1890(明治23)年に女子高等師範学校が設置。3年後、講道館に女性初の門下生を受け入れた嘉納の先見性を称賛した。
「嘉納自身が直接女性の指導に当たり、イギリスやイタリアなどの女性も受け入れた」「食の改善など体の内側に意識を向け、健診を受けさせた」などとケアも欠かさなかった一方、「男性である自分は女性の身体は分からない」と述べたエピソードを紹介し「知ったかぶりをしなかった」実直ぶりにも触れた。
それらの根底にあっただろう「国づくりに強靭な肉体は欠かせない。女性も例外でない」「普及のため、女性の指導者育成」を並べ、それでも「試合はまだ早い。

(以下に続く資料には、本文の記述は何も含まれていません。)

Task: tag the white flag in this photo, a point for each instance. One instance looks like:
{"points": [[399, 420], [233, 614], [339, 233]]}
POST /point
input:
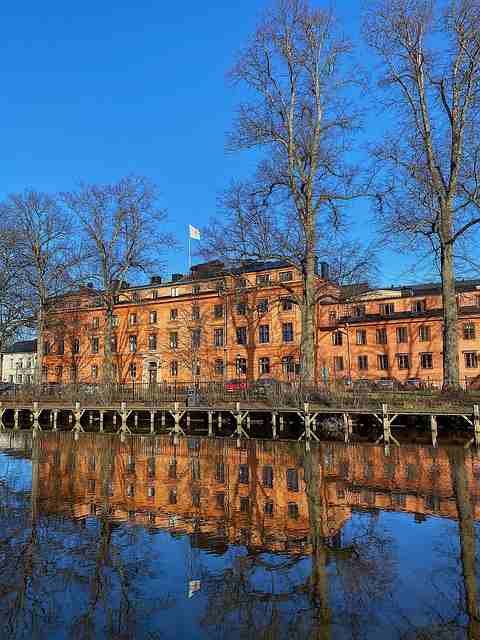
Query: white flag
{"points": [[194, 232]]}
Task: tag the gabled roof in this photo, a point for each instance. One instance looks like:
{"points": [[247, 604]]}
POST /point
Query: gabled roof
{"points": [[23, 346]]}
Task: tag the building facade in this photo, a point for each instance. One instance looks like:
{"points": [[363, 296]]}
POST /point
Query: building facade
{"points": [[216, 324], [19, 361]]}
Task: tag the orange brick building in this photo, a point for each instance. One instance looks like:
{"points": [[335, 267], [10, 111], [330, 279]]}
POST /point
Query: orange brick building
{"points": [[216, 324]]}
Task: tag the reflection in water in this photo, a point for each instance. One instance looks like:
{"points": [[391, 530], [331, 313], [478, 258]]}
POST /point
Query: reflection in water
{"points": [[103, 538]]}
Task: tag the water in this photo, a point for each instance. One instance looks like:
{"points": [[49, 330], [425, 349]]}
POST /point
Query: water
{"points": [[101, 538]]}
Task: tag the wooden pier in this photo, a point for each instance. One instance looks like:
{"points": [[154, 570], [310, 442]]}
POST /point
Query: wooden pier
{"points": [[176, 418]]}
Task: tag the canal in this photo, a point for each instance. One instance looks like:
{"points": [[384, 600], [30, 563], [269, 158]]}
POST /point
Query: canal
{"points": [[197, 537]]}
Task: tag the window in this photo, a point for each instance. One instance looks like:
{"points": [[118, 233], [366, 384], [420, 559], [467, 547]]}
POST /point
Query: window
{"points": [[195, 468], [292, 510], [264, 366], [173, 340], [471, 359], [241, 366], [220, 472], [426, 361], [242, 283], [262, 306], [292, 479], [196, 337], [244, 504], [387, 308], [132, 341], [363, 363], [337, 338], [382, 336], [361, 336], [241, 335], [403, 361], [263, 278], [285, 276], [288, 364], [172, 470], [287, 332], [424, 333], [264, 333], [419, 306], [382, 361], [267, 477], [218, 337], [243, 473], [196, 497], [469, 331]]}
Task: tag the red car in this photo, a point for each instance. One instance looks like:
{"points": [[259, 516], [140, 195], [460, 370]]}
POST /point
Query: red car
{"points": [[237, 385]]}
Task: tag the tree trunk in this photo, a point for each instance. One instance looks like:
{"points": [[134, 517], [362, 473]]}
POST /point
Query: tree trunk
{"points": [[451, 376], [107, 348], [37, 376], [467, 533], [307, 312]]}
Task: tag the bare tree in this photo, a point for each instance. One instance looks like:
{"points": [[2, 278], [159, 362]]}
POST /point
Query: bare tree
{"points": [[430, 74], [44, 252], [294, 75], [13, 316], [123, 232]]}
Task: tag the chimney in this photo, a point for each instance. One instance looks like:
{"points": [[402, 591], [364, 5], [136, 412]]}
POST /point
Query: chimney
{"points": [[325, 270]]}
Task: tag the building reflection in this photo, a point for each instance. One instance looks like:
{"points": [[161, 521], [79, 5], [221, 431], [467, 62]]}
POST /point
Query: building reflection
{"points": [[259, 495]]}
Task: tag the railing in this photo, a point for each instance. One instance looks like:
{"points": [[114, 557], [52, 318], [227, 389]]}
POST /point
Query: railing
{"points": [[274, 394]]}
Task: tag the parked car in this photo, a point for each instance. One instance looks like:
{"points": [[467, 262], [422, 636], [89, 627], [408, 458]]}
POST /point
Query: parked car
{"points": [[363, 384], [236, 385], [386, 384], [415, 383]]}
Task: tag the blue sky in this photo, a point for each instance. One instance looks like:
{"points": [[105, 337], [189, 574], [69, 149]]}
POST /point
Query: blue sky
{"points": [[92, 91]]}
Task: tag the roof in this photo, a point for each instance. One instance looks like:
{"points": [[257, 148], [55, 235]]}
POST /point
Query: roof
{"points": [[23, 346]]}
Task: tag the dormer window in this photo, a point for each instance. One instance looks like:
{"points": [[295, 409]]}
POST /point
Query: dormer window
{"points": [[419, 306], [387, 308]]}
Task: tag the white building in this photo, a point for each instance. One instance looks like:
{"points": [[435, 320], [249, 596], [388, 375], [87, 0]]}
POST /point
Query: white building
{"points": [[18, 362]]}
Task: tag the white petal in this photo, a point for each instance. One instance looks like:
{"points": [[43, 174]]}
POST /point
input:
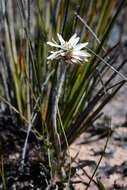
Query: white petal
{"points": [[61, 39], [75, 41], [81, 53], [53, 44], [80, 46]]}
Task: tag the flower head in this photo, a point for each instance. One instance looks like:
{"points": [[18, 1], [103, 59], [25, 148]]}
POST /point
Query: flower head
{"points": [[70, 51]]}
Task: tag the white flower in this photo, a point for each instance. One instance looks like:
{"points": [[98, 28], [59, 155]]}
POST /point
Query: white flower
{"points": [[70, 51]]}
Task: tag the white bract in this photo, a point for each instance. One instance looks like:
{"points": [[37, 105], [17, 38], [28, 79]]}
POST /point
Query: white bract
{"points": [[70, 51]]}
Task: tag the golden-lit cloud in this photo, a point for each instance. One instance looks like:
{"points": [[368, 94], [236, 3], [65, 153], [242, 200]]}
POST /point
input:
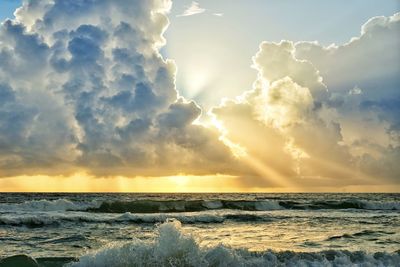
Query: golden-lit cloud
{"points": [[90, 104]]}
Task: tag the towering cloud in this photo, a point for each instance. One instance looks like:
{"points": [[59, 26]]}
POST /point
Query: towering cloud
{"points": [[83, 86], [329, 113]]}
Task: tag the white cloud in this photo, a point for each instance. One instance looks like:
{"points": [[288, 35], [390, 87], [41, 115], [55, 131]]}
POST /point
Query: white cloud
{"points": [[193, 9], [330, 113], [83, 86]]}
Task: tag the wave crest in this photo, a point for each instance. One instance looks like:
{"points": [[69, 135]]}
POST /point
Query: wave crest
{"points": [[175, 248]]}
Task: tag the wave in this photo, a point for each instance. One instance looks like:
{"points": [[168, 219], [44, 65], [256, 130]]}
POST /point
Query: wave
{"points": [[152, 206], [168, 206], [58, 219], [185, 251], [48, 205]]}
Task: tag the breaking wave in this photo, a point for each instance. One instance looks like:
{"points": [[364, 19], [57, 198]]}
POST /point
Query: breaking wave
{"points": [[58, 219], [165, 206], [48, 205], [186, 251], [151, 206]]}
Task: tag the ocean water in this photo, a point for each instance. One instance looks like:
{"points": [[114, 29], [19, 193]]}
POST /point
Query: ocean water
{"points": [[202, 229]]}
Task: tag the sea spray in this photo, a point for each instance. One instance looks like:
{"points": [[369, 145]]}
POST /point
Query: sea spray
{"points": [[173, 247]]}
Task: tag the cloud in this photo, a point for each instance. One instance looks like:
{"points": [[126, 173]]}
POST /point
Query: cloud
{"points": [[193, 9], [322, 115], [83, 87]]}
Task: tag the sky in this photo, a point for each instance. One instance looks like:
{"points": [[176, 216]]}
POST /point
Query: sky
{"points": [[274, 96]]}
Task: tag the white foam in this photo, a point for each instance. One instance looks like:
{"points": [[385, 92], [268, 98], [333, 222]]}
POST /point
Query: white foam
{"points": [[175, 248], [48, 205], [212, 204], [57, 217], [268, 205], [379, 205]]}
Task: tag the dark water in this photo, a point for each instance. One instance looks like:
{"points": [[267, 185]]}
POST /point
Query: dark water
{"points": [[203, 229]]}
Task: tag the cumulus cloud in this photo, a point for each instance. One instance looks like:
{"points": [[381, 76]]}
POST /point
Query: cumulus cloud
{"points": [[84, 87], [324, 115], [193, 9]]}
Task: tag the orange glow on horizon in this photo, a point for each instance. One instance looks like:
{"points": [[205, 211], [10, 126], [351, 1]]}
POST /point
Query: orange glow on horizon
{"points": [[81, 182]]}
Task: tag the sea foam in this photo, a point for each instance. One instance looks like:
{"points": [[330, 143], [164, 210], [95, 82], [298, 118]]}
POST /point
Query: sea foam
{"points": [[48, 205], [175, 248]]}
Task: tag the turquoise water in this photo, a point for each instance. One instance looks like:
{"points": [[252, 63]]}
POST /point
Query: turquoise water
{"points": [[203, 229]]}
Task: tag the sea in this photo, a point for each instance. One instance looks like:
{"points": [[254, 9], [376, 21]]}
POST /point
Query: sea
{"points": [[263, 229]]}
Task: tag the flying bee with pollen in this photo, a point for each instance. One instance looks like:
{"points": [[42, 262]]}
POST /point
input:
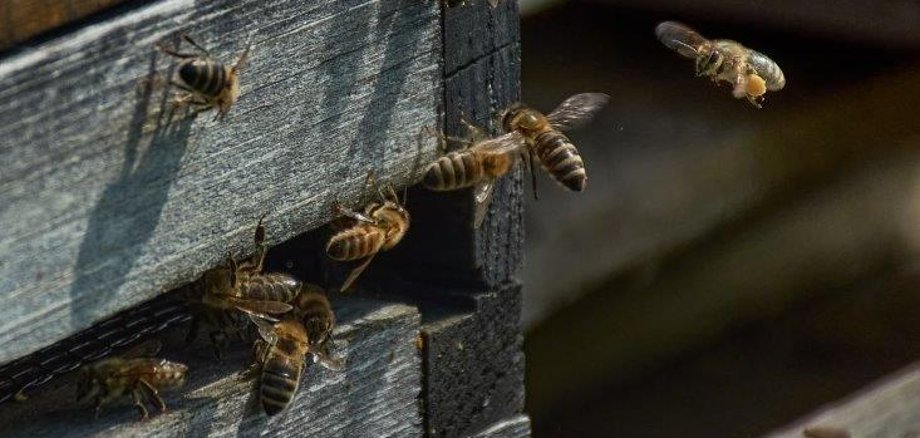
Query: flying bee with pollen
{"points": [[546, 141], [380, 227], [224, 294], [480, 164], [204, 81], [136, 372], [750, 72]]}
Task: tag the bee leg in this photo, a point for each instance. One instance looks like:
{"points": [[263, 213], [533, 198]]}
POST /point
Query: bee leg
{"points": [[151, 394], [345, 211], [139, 402]]}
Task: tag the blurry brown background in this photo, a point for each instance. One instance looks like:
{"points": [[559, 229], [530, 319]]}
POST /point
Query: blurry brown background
{"points": [[728, 269]]}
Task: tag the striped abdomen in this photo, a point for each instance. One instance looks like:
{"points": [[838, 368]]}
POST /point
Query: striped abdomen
{"points": [[560, 158], [356, 243], [270, 287], [768, 70], [204, 76], [280, 378], [455, 170]]}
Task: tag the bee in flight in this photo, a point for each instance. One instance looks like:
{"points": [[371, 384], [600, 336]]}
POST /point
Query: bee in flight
{"points": [[478, 165], [280, 360], [543, 135], [380, 227], [206, 82], [750, 72], [225, 293], [135, 372]]}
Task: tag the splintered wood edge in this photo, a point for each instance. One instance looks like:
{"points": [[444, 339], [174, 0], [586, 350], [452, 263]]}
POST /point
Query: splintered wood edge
{"points": [[105, 205], [378, 390]]}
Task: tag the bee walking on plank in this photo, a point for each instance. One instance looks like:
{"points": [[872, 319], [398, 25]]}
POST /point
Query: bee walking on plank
{"points": [[280, 360], [206, 82], [480, 164], [380, 227], [750, 72], [556, 153], [135, 372], [225, 293]]}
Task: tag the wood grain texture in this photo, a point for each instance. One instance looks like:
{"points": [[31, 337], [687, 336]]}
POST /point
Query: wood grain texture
{"points": [[889, 408], [105, 205], [514, 427], [376, 395]]}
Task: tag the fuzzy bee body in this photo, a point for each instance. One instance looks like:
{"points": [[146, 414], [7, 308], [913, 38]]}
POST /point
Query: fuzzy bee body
{"points": [[553, 149], [206, 82], [560, 159], [141, 377], [750, 72], [282, 363], [380, 227], [225, 294]]}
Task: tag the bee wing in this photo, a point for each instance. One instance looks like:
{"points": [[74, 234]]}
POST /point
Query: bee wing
{"points": [[576, 110], [258, 307], [266, 329], [483, 192], [680, 38], [148, 348]]}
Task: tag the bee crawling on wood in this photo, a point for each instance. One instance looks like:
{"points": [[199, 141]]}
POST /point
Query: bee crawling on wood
{"points": [[135, 372], [223, 294], [380, 227], [480, 164], [205, 82], [279, 356], [750, 72], [544, 136]]}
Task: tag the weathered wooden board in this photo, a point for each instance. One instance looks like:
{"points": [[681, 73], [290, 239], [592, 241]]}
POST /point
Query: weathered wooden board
{"points": [[376, 395], [890, 408], [514, 427], [105, 205], [24, 19]]}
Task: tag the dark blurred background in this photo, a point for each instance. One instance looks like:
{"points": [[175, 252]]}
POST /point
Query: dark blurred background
{"points": [[728, 269]]}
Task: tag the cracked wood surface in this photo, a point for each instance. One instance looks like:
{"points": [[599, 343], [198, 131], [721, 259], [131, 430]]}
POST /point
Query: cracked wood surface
{"points": [[106, 205]]}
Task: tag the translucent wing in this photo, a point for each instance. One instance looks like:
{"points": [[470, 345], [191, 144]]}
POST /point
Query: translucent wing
{"points": [[680, 38], [356, 272], [503, 144], [483, 193], [577, 110], [148, 348], [258, 307], [266, 329]]}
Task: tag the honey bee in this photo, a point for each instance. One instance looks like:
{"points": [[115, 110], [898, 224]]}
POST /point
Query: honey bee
{"points": [[750, 72], [280, 357], [135, 372], [478, 165], [224, 293], [543, 134], [206, 82], [382, 225]]}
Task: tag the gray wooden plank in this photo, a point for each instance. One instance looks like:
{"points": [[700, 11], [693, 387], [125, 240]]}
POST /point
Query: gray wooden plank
{"points": [[889, 408], [376, 395], [517, 426], [104, 208]]}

体が伴っていない」と、嘉納死没後も近年に至るまで女子の試合ができなかった状況が続いた。
やがて、1978(昭和53)年、一足飛びに全日本女子柔道選手権が開催。「女だてら」「女のくせに」と普通に言い続けた時代…、6歳で柔道を始めた山口さんが周囲を圧倒する姿を振り返り、「道場主が、特別扱いしないぞ、と受け入れてくれた。やってみたら強かったんです。私に負けてやめていった子もいる」と声を強め会場をどっと沸かせた。